Rule: 2000 Rule: 2010 Rule: 2020
DAF (Delivered at Frontier)    
DES (Delivered Ex Ship) DAT (Delivered at Terminal)  
DEQ (Delivered Ex Quay)    
DDU (Delivered Duty Unpaid) DAP (Delivered at Place) DAP/DPU (Delivered at Place or Place Unloaded)
DDP (Delivered Duty Paid) DDP (Delivered Duty Paid) DDP (Delivered Duty Paid)

The rule DDP has remained in place for all these versions. This rule requires the seller to deliver the goods to the buyer’s location after clearance through customs and with all duties and taxes paid, ready for the buyer to sell or use.


In the last three editions there have been numerous changes to those Delivered rules which do not require the seller to pay the duties or clear import formalities. In 2000 there were four rules that dealt with delivery at a frontier, from a ship, on a quayside or at another place in the buyer’s country. These rules were reduced to two in the 2010 revision, and specified Delivery at a terminal or at another place. In the 2020 revision, these were altered to two rules, which are essentially identical except one is delivered on the transport and one is unloaded from the transport, at the named place.

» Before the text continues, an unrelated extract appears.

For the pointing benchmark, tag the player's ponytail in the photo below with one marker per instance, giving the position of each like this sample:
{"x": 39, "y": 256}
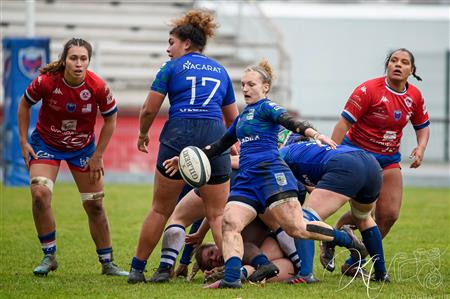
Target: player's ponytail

We need to remember that shipping was where most of these rules originated for international trades. A ship wants to load and unload as fast as possible, so time in harbor is minimized to make the ship efficient. Ships today usually require pre-payment for the loading, movement and discharge before the load is accepted. This is done so the ship will not be delayed with items on board awaiting payment. This is general practice for most modes, so the desire to leave goods on a transport as in DAP may be low. The utilization of two rules, DAP and DPU, which essentially only differ by whether the goods are delivered at the named place while on the transportation or unloaded, is unique in the Incoterms® rules in modern times. The creation of two rules to achieve this seems an unnecessary complication, when a simple additional statement on loaded or unloaded could have been incorporated.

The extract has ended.